4) My World – Guns N’ Roses. From the outstanding 1991 Use Your Illusion II album, this clunker was the worst decision since General Custer underestimated the Sioux. Hey Axl, you are a rock god…ROCK god, not rap god. What in the world were you thinking? This song single-handedly destroyed Guns N’ Roses. It was the last track on the last great record they ever made. It jinxed their shot at immortality. Awful, bad, wrong.

3) Even Better Than The Real Thing – U2. When it comes to U2, arguably the best band of the past 30 years, it would be too easy to cite a song from their disco/dance/pop days. This song, from 1991’s Achtung Baby masterpiece of excellence, is a sub-par effort. The keyboards fall flat, the lyrics are bland, and the whole thing just sounds like a bad car commercial. If there is a dark spot to U2’s otherwise remarkable career, this is one.
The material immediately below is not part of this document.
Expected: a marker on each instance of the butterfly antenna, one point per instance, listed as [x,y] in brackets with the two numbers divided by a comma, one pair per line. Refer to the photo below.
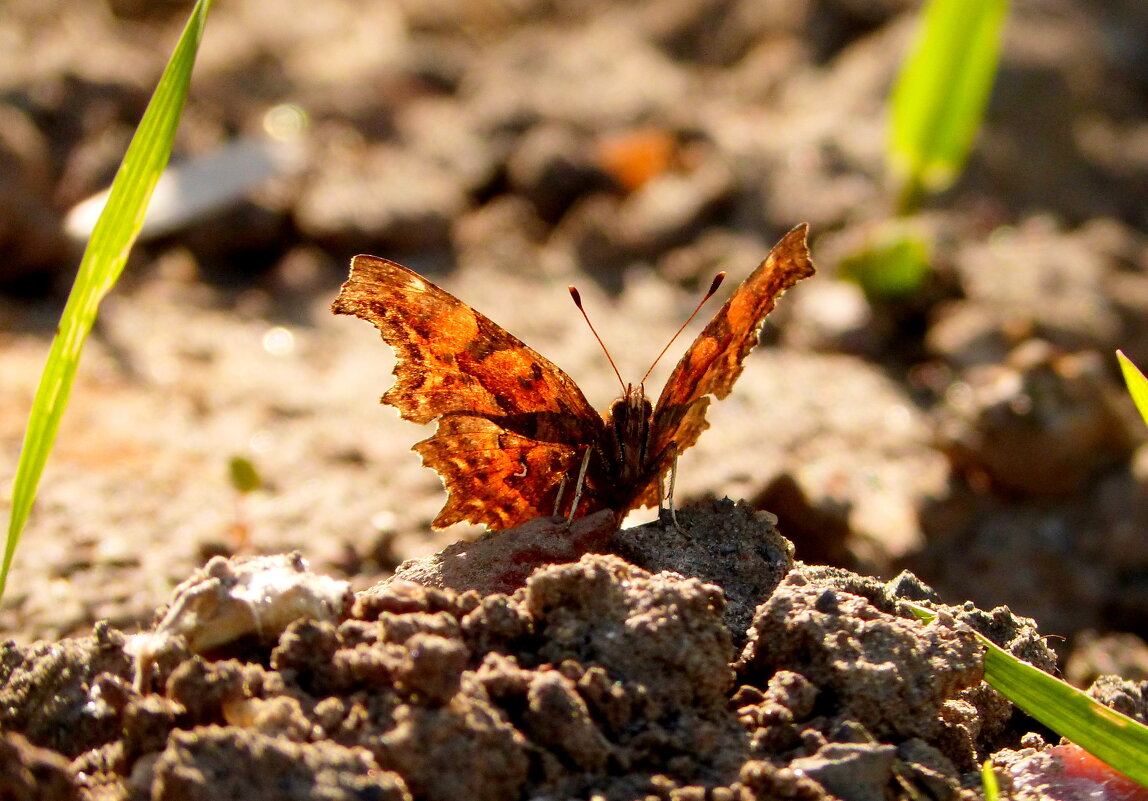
[578,302]
[713,287]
2) Start Me Up – The Rolling Stones. This song, from 1981’s Tattoo You, is so overplayed, especially at sporting events, that there should be an outright ban on it. It was never one of their best, it’s not even on the list of their top 50 songs, so why does it resonate louder than almost anything they’ve ever done? Come on people, this is the band who gave us Gimme Shelter and Sympathy For The Devil! What’s your fascination with Start Me Up? Lame.

1) Fire – Jimi Hendrix. From the 1967 Are You Experienced album, this song, by the greatest guitarist of all-time, is the pinnacle of dreadful abominations. Jimi was so talented, so gifted, so cool, but this song just doesn’t fit in with his repertoire of awesomeness. To add more insult to injury the song is now prostituted all over the world in the form of TV commercials, soundbites, and other similar vexatious nuisances. Maybe we can get the water from the river of dreams to extinguish this fire and then all the shiny happy people can come together and rock the casbah through a world even better than the real one that Axl Rose lived in. Maybe, just maybe, then Phil Collins could dance. And, Aerosmith, that would be something you don’t want to miss; just as long as Start Me Up is still banned.